Tous les délégués reprirent mot à mot ce discours avec beaucoup de ferveur. C’est le serment qui scella les résolutions finales du congrès. L’esclave est devenu homme et en tant qu’homme il va défendre sa personnalité, sa terre et ses frères de classe. Il n’est plus la bête de somme, il est devenu conscient que le colon malgré ses organisations ne peut pas le vaincre; il pense maintenant en homme responsable et comme tout homme l’amour de la liberté et de l’honneur est aussi fort et puissant chez lui.

Ce congrès avait toute son importance. C’était un jalon politique calculé, réfléchi que les esclaves avaient posé. C’était la meilleure façon d’établir la confiance entre eux et d’indiquer aux masses que cette lutte n’était pas l’affaire d’un homme ou d’un clan mais la lutte de tous les esclaves conscients et conséquents. Ce fut un acte politique de haut niveau qui signalait déjà le désir des masses à être, non seulement libres, mais aussi indépendantes. Théoriquement, il annonçait la fin, la mort même de la domination coloniale, la nuit qui arracherait définitivement l’esclave à l’esclavage, Saint-Domingue à la France.

Cécile Fatiman

Beaubrun Ardouin nous explique que «  les esclaves des habitations Chabaud et Lagoscette, avaient mal compris les explications de Boukman. C’est ainsi que dans la soirée, ils mirent le feu à ces deux habitations. L’insurrection devait commencer par l’incendie de ces palais somptueux élevés sur des cadavres, et de ces riches moissons arrosées du sang de ces infortunés. On arrêta quelques esclaves qui furent exécutés avec promptitude, tant on redoutait les aveux ». Aucun d’entre eux, malgré les répressions subies n’a jamais dénoncé les dirigeants ni les principaux chefs de la révolte. Ce qui laisse à comprendre que cet incident dans la nuit du dimanche 14 août 1791 n’était pas une erreur d’incompréhension mais bien d’excitation combative, une forme d’impatience. Car l’esprit du congrès leur annonçait les couleurs de l’espoir et le signal qu’à l’horizon le soleil de leur libération s’était déjà levé.

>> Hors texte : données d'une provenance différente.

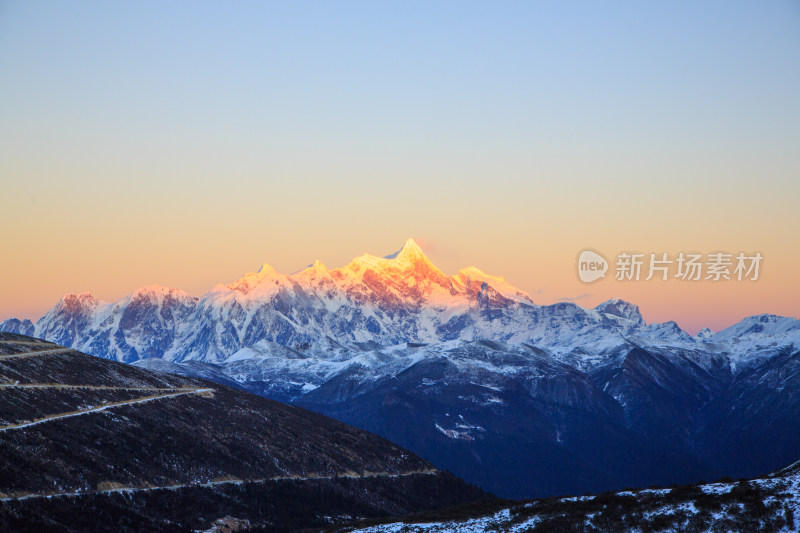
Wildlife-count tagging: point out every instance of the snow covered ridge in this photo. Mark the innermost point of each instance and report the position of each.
(390, 300)
(768, 504)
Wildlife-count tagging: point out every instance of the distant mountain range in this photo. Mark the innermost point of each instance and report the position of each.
(93, 445)
(467, 371)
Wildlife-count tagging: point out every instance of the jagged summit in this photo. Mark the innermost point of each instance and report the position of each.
(410, 252)
(622, 309)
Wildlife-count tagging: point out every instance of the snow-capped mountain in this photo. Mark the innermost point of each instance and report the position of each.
(467, 371)
(388, 300)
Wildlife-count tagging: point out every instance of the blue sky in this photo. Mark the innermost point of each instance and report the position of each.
(140, 135)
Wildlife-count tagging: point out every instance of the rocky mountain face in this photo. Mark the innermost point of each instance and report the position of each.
(467, 371)
(91, 444)
(770, 504)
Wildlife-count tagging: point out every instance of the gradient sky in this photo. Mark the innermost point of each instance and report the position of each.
(185, 143)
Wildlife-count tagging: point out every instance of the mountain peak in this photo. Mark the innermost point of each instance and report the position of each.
(410, 252)
(621, 308)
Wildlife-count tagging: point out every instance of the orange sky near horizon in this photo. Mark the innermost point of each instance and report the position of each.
(507, 137)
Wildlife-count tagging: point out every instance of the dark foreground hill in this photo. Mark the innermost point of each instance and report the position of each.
(88, 444)
(770, 504)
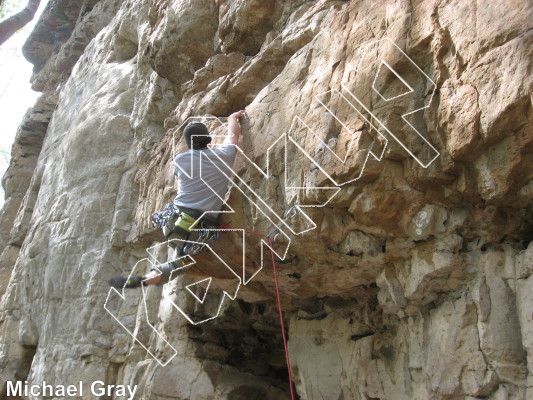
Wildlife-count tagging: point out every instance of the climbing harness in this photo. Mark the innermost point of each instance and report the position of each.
(172, 219)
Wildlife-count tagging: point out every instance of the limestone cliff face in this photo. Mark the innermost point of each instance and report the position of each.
(406, 127)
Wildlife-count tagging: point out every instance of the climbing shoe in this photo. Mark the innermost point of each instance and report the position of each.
(119, 282)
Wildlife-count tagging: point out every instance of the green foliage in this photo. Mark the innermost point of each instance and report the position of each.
(10, 7)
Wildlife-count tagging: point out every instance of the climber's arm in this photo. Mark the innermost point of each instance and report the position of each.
(234, 129)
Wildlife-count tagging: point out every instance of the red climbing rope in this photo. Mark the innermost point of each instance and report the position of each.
(280, 310)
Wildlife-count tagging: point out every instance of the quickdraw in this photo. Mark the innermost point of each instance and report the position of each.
(289, 214)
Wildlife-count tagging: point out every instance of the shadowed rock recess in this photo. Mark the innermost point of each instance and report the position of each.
(416, 282)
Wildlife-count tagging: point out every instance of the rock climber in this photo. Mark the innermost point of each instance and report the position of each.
(196, 194)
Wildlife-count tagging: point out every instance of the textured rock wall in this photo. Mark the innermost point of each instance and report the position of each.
(414, 284)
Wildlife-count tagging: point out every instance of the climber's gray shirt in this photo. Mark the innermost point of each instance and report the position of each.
(194, 188)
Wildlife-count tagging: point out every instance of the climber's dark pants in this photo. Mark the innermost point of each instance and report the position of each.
(174, 253)
(176, 246)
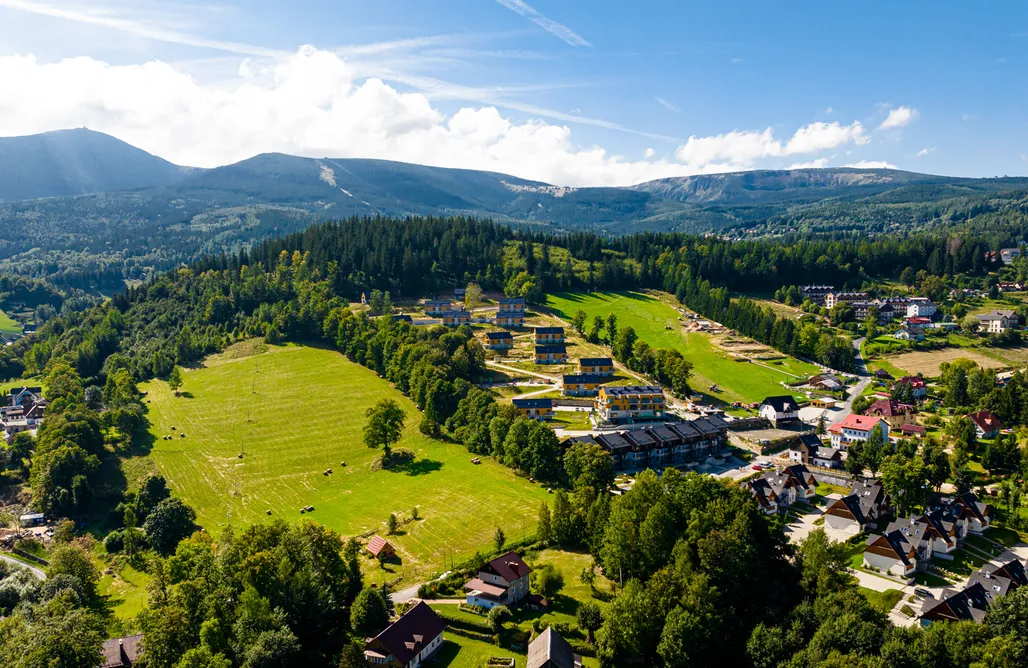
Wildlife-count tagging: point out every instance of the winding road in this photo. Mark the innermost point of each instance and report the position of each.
(35, 570)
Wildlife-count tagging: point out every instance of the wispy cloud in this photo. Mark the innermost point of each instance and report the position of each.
(898, 117)
(138, 28)
(557, 30)
(668, 105)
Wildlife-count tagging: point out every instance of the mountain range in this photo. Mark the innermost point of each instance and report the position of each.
(72, 192)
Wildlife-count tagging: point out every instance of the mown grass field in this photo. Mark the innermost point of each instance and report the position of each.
(299, 411)
(8, 325)
(926, 362)
(649, 317)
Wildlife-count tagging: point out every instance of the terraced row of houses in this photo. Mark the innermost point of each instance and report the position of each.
(662, 445)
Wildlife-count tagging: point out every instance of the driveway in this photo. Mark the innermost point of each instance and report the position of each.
(845, 408)
(35, 570)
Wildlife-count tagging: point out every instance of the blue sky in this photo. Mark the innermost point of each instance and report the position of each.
(572, 93)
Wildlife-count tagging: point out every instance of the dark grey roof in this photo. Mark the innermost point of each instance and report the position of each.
(401, 638)
(781, 404)
(533, 403)
(549, 646)
(573, 378)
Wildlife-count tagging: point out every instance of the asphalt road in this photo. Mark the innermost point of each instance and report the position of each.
(35, 570)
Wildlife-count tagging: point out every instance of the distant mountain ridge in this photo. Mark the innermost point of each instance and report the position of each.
(75, 162)
(89, 209)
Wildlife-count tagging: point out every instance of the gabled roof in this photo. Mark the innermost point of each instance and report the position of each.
(986, 421)
(968, 605)
(575, 378)
(477, 585)
(896, 543)
(533, 403)
(851, 504)
(856, 422)
(626, 391)
(549, 646)
(377, 544)
(614, 442)
(509, 566)
(800, 475)
(780, 404)
(121, 652)
(889, 408)
(408, 635)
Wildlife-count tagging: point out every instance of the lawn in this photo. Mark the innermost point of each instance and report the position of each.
(1003, 536)
(649, 317)
(825, 488)
(125, 591)
(299, 411)
(883, 601)
(571, 419)
(8, 325)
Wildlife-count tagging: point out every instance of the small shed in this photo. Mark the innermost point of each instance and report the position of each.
(379, 548)
(31, 519)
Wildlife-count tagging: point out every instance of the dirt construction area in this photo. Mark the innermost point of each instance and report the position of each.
(926, 364)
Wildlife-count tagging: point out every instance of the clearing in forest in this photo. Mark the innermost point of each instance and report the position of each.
(298, 411)
(738, 378)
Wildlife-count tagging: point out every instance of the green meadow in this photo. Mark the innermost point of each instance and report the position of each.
(650, 317)
(297, 411)
(8, 325)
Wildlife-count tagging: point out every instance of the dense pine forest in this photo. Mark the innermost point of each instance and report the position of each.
(703, 577)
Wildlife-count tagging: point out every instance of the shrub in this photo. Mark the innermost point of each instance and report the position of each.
(114, 542)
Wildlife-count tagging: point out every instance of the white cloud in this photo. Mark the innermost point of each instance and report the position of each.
(872, 164)
(898, 117)
(742, 148)
(819, 163)
(313, 103)
(557, 30)
(667, 105)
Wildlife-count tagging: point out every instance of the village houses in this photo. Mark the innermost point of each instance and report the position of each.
(503, 581)
(408, 641)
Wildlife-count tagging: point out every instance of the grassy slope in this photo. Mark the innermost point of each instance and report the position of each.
(306, 409)
(8, 325)
(740, 381)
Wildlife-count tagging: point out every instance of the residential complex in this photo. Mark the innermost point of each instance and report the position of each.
(630, 402)
(662, 445)
(539, 409)
(597, 366)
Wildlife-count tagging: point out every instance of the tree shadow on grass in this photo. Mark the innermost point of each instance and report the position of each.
(416, 467)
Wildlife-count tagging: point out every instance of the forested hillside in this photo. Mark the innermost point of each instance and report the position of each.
(701, 574)
(77, 161)
(145, 216)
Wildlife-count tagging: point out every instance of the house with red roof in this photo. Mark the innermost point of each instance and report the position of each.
(501, 582)
(987, 425)
(380, 548)
(918, 388)
(894, 412)
(855, 429)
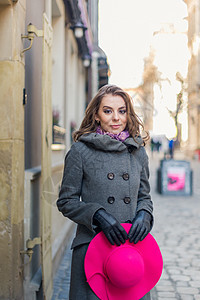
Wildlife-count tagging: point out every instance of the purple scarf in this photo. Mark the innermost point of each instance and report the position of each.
(119, 137)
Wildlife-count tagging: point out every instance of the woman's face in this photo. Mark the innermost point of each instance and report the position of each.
(112, 114)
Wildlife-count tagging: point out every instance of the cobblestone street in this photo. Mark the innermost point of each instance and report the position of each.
(176, 230)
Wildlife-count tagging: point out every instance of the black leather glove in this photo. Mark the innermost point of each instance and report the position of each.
(112, 229)
(142, 224)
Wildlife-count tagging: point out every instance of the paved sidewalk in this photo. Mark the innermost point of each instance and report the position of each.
(176, 229)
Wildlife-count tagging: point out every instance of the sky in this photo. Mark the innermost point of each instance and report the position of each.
(125, 33)
(126, 30)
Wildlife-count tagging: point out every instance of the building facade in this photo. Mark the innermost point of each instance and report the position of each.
(48, 72)
(193, 7)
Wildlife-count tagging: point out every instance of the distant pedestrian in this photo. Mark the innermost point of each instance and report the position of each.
(106, 183)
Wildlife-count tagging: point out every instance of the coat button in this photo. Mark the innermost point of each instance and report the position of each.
(110, 176)
(127, 200)
(111, 200)
(125, 176)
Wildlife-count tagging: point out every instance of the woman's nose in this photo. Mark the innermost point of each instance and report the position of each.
(115, 116)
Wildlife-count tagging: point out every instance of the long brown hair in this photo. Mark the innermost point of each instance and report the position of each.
(89, 124)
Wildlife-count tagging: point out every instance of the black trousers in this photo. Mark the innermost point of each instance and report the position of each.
(79, 288)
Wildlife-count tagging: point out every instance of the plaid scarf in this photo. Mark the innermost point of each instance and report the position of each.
(119, 137)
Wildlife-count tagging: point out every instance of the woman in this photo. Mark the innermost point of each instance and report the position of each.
(105, 180)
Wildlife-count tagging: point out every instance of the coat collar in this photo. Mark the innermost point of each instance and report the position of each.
(106, 143)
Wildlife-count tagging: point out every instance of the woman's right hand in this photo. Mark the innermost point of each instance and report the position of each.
(112, 229)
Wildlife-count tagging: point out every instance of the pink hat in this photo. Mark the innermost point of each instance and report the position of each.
(125, 272)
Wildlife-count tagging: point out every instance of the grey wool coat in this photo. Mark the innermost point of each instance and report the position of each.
(101, 172)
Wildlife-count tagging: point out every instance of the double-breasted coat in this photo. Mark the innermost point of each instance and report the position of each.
(101, 172)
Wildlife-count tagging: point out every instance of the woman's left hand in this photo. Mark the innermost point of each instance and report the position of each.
(141, 226)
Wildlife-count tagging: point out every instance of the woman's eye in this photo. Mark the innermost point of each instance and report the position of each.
(122, 111)
(107, 111)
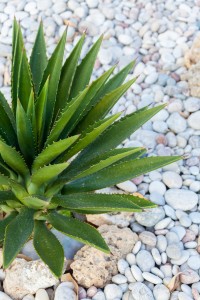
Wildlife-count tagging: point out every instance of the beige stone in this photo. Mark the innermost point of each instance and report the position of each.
(24, 278)
(93, 267)
(193, 78)
(192, 56)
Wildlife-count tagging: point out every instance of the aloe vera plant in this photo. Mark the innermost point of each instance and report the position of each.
(58, 145)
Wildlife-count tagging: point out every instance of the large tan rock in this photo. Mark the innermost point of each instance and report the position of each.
(93, 267)
(24, 278)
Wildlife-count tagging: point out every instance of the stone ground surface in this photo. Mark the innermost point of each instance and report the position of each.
(165, 262)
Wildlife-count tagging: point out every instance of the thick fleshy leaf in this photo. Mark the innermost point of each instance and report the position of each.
(90, 135)
(40, 112)
(48, 248)
(73, 170)
(7, 122)
(104, 105)
(116, 134)
(118, 173)
(52, 151)
(84, 70)
(47, 173)
(38, 60)
(13, 159)
(25, 134)
(34, 202)
(18, 47)
(67, 76)
(25, 81)
(78, 230)
(107, 162)
(7, 195)
(32, 117)
(4, 223)
(16, 235)
(65, 117)
(113, 83)
(53, 71)
(101, 202)
(83, 107)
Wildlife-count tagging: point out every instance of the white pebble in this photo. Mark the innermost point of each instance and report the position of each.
(137, 274)
(151, 278)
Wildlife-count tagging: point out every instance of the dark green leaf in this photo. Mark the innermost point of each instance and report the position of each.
(40, 113)
(13, 159)
(84, 70)
(38, 60)
(4, 223)
(48, 248)
(65, 117)
(104, 105)
(18, 47)
(116, 134)
(75, 169)
(53, 71)
(78, 230)
(118, 173)
(67, 76)
(83, 107)
(7, 122)
(90, 135)
(45, 174)
(16, 235)
(52, 151)
(25, 134)
(99, 202)
(25, 81)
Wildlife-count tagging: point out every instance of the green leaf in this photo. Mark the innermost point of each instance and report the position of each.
(47, 173)
(7, 195)
(25, 81)
(78, 230)
(4, 223)
(16, 235)
(84, 70)
(40, 112)
(7, 122)
(116, 134)
(52, 151)
(99, 202)
(31, 116)
(4, 180)
(48, 248)
(53, 71)
(38, 60)
(83, 107)
(104, 106)
(65, 117)
(118, 173)
(34, 202)
(67, 76)
(25, 134)
(13, 159)
(18, 47)
(90, 135)
(113, 83)
(75, 169)
(107, 162)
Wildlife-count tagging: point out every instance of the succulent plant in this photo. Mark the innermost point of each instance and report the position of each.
(58, 145)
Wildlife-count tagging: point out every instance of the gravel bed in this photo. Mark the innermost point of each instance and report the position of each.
(157, 34)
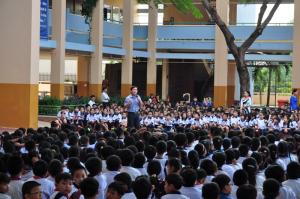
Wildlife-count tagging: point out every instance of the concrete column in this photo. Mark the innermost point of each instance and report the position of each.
(83, 65)
(296, 48)
(19, 55)
(128, 17)
(221, 62)
(165, 80)
(95, 72)
(151, 64)
(58, 55)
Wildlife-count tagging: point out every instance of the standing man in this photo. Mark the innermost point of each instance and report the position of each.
(294, 100)
(133, 103)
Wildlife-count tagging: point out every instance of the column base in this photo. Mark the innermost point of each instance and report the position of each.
(220, 96)
(20, 105)
(83, 88)
(125, 89)
(151, 89)
(95, 89)
(58, 91)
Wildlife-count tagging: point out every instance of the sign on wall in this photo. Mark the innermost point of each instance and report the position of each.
(44, 19)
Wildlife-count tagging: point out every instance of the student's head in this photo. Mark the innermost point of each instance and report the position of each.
(276, 172)
(173, 166)
(40, 168)
(125, 179)
(240, 177)
(63, 183)
(246, 191)
(14, 165)
(142, 187)
(31, 190)
(89, 188)
(293, 170)
(113, 163)
(78, 174)
(271, 188)
(224, 183)
(4, 181)
(94, 166)
(210, 191)
(189, 177)
(173, 183)
(55, 167)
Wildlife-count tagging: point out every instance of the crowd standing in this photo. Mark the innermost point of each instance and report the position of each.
(155, 149)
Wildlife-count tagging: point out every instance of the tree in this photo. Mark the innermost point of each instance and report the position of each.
(238, 52)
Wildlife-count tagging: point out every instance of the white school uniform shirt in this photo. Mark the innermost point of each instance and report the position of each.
(15, 189)
(133, 172)
(102, 186)
(191, 192)
(47, 186)
(294, 185)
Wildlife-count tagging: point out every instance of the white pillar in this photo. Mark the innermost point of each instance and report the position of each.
(151, 64)
(95, 72)
(58, 54)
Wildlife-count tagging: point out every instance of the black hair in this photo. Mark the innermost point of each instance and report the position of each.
(40, 168)
(63, 177)
(293, 170)
(94, 166)
(142, 187)
(89, 187)
(271, 188)
(175, 180)
(113, 163)
(222, 180)
(28, 186)
(246, 191)
(240, 177)
(210, 191)
(189, 177)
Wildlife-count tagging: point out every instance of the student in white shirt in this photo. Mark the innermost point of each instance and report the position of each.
(189, 189)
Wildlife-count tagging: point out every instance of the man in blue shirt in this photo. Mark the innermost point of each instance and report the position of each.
(294, 100)
(133, 102)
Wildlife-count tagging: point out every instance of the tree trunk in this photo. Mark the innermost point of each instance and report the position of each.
(269, 87)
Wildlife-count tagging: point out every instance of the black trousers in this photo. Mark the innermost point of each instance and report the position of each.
(133, 120)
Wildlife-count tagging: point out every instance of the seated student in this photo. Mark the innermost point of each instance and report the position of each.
(115, 190)
(142, 187)
(293, 178)
(63, 186)
(14, 167)
(4, 181)
(40, 175)
(271, 189)
(94, 167)
(89, 188)
(172, 186)
(240, 177)
(113, 166)
(31, 190)
(224, 184)
(78, 174)
(126, 180)
(277, 172)
(210, 191)
(246, 191)
(189, 189)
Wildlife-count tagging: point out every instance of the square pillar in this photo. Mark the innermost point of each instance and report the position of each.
(221, 62)
(57, 78)
(19, 55)
(95, 72)
(151, 64)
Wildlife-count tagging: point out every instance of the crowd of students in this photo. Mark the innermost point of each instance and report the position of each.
(180, 151)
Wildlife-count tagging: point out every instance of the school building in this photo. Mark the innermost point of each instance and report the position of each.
(161, 50)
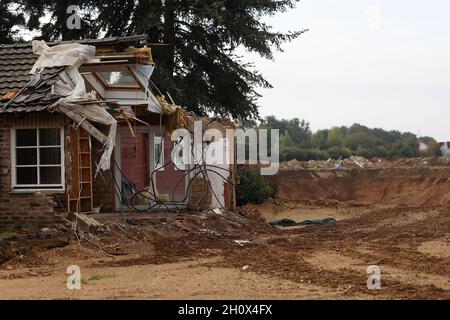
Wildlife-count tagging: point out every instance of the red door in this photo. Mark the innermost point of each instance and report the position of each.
(134, 159)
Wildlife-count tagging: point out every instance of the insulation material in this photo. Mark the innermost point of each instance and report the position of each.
(75, 103)
(70, 54)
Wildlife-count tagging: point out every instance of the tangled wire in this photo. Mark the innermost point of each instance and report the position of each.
(134, 198)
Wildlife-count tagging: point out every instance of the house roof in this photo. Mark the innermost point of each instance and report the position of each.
(16, 62)
(15, 65)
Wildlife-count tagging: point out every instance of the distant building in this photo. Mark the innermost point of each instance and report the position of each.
(445, 149)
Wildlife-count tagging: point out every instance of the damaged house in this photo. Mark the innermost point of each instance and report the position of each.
(84, 129)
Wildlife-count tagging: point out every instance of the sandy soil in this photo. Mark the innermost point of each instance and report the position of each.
(195, 256)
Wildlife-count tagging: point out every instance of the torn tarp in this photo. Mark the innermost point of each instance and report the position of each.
(75, 102)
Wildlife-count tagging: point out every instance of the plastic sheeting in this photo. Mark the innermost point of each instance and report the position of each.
(75, 103)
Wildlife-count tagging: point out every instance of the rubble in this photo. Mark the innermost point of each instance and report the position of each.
(356, 162)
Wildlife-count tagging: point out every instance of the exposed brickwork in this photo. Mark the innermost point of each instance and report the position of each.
(19, 209)
(198, 197)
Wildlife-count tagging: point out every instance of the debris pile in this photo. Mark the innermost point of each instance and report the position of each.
(355, 162)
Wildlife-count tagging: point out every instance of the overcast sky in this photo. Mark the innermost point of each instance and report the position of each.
(381, 63)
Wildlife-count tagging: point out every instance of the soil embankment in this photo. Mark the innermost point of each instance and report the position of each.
(403, 186)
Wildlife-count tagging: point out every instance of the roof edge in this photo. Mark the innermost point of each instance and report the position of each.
(111, 40)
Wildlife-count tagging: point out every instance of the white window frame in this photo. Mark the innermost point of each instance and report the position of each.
(158, 139)
(37, 187)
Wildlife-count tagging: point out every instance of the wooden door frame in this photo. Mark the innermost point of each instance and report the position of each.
(151, 131)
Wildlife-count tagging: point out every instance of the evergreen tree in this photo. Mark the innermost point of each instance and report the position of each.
(196, 55)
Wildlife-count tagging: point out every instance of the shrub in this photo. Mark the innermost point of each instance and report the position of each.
(253, 188)
(291, 153)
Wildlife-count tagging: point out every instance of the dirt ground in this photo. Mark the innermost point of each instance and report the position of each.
(195, 256)
(204, 255)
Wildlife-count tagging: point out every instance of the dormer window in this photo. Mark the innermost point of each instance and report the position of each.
(118, 79)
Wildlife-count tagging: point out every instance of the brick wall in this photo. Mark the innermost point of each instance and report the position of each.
(19, 209)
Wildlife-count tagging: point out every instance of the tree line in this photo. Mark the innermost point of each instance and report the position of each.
(297, 141)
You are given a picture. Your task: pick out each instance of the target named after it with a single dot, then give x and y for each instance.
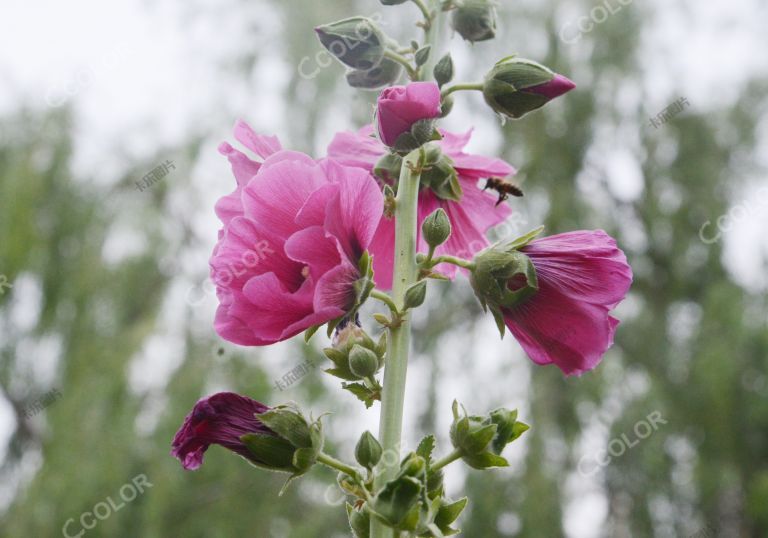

Une semaine après, soit dans la nuit du 21 au 22 août 1791, sous la direction de Boukman, Jean-François et Biassou les esclaves déclenchèrent la révolution. Aux cris de Vengeance! Vengeance! Mort aux Blancs! Boukman fut le premier à passer à l’action en mettant lui-même le feu aux habitations. Ils étaient près de 50,000 dans les rues, saccageant les plantations des colons : deux cents sucreries et six cents caféiers furent détruits, ils tuaient femmes et enfants, le sang des Blancs coulait partout et à grands flots. Les esclaves domestiques furent les premiers à incendier les maisons de leurs propriétaires. On raconte que des esclaves possédant quelque talent, surtout ceux qui travaillaient dans les boulangeries, ont failli même empoisonner la pâte avec laquelle on fait le pain.

Après trois siècles de misères et de souffrances, les esclaves, enfin, venaient de renverser l’ordre des choses. Armés jusqu’aux dents, les esclaves des habitations Trême, Turpin, Clément, Flaville et Noé s’insurgèrent et se vengèrent de tous les supplices qu’ils avaient reçus de leurs maîtres. Les zones les plus incendiées au cours de cette manifestation de « Bwa Kale » furent: La plaine du Nord, la Petite Anse, le Quartier Morin et Limonade. Les esclaves étaient armés de piques, de coutelas, de bâtons, c’était un véritable déchouquage des colons du Nord. Cette révolte ou Bwa kale exprimait la haine de l’esclave pour le maître colon. Jeannot les sciait entre deux planches. D’autres esclaves par reconnaissance sinon par pitié envers leurs bons maîtres les épargnaient de la vengeance du feu.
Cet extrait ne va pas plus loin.